The tax incentive constitutes a stimulus by the State , which manifests itself as a reduction in the payment of a certain tax.
The tax incentive can be applied in the form of a fixed percentage or amount over the total tax payable. Or it can be a tax credit, to be deductible to future payments.
Many raise the question, are tax incentives an expense or an investment ? Typically, there are more prosecutors who believe that incentives are a tax expense and not an investment for the State. They maintain that such exemptions should not be continually increased. They consider that these resources should be used via national budget, channeled into productive activities.

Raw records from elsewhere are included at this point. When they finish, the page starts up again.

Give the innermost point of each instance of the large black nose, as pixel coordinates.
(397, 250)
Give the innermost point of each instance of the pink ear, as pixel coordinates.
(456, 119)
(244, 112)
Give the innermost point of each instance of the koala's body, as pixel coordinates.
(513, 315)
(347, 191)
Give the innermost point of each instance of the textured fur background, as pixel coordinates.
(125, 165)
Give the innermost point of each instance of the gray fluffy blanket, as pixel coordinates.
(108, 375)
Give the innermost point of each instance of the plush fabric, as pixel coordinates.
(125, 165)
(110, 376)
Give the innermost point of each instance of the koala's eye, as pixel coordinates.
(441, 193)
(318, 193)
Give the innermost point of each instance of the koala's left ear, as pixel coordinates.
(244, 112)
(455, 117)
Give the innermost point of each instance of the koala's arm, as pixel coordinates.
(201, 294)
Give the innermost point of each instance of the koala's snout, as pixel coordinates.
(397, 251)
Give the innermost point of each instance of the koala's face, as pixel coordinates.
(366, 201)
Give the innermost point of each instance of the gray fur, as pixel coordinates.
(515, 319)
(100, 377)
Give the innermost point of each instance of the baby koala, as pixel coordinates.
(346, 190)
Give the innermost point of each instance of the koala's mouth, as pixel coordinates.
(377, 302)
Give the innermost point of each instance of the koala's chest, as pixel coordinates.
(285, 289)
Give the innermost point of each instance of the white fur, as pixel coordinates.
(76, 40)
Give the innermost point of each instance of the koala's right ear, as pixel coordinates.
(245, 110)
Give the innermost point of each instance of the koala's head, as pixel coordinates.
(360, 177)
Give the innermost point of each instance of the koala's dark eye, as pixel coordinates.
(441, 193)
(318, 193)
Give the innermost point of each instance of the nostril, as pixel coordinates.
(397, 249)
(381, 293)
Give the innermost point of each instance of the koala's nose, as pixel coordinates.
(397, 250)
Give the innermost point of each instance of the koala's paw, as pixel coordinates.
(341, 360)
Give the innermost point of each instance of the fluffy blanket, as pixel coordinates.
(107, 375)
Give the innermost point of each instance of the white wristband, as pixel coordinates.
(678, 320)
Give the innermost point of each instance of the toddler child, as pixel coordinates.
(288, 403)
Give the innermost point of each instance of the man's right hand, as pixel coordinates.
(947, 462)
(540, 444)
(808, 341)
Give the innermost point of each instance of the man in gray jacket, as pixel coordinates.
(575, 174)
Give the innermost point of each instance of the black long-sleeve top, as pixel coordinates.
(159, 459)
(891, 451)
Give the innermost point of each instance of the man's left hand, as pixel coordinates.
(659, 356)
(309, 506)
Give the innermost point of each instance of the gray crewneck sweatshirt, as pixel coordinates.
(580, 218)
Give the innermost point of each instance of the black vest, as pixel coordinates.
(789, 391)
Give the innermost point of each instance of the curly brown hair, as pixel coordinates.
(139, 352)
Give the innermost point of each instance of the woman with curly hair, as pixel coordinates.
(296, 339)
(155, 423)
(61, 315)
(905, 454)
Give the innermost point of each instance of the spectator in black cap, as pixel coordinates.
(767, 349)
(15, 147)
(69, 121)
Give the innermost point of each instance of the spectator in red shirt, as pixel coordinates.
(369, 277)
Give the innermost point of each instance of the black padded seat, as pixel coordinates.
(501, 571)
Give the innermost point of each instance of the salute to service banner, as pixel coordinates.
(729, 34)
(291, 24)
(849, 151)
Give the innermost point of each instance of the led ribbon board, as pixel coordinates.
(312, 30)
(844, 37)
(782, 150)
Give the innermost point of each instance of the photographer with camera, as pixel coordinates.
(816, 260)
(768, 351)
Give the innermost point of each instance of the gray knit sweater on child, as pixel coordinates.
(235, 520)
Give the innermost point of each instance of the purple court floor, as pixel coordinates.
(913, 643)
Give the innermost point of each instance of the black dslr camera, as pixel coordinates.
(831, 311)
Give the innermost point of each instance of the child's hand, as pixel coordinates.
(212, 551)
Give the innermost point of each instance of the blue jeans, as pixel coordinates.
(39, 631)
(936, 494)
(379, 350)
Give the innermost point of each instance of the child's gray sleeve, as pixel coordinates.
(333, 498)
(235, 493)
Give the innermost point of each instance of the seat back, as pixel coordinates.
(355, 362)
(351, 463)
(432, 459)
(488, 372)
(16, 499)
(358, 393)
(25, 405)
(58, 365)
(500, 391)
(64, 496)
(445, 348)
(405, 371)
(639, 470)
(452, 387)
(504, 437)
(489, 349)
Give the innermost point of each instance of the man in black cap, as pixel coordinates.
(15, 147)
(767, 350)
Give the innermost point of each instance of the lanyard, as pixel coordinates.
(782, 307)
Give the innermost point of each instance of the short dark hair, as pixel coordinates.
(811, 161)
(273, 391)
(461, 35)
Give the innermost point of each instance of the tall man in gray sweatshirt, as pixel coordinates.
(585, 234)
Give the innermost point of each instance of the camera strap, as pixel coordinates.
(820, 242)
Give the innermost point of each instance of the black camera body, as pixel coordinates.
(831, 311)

Others consider such incentives to be an investment, which ultimately promotes economic development. In addition, the tax incentive advocates argue that the government is not a better investor than the private sector.
Nature of the tax incentive
When the State considers that certain economic activities are fundamental for the development of the economy, it then grants certain exemptions in the payment of taxes that have to do with related economic activities.
Thus, business people or entities can be encouraged to channel their economic resources to these specific areas. So, although the State has reduced taxes for this activity, the benefits in the long run are for the entire economy in general. As the goal pursued by the State is the common good, it becomes clear that it is acting correctly.
It should be noted that such tax incentives are not granted solely for the issues outlined above. So the State can also grant tax exemptions for other reasons. Thus, the State may grant exemptions to certain taxpayers, for the conduct maintained in their economic activities.
Another form of granting tax incentives came from the classification or type of companies. For example, exemptions to small or micro enterprises.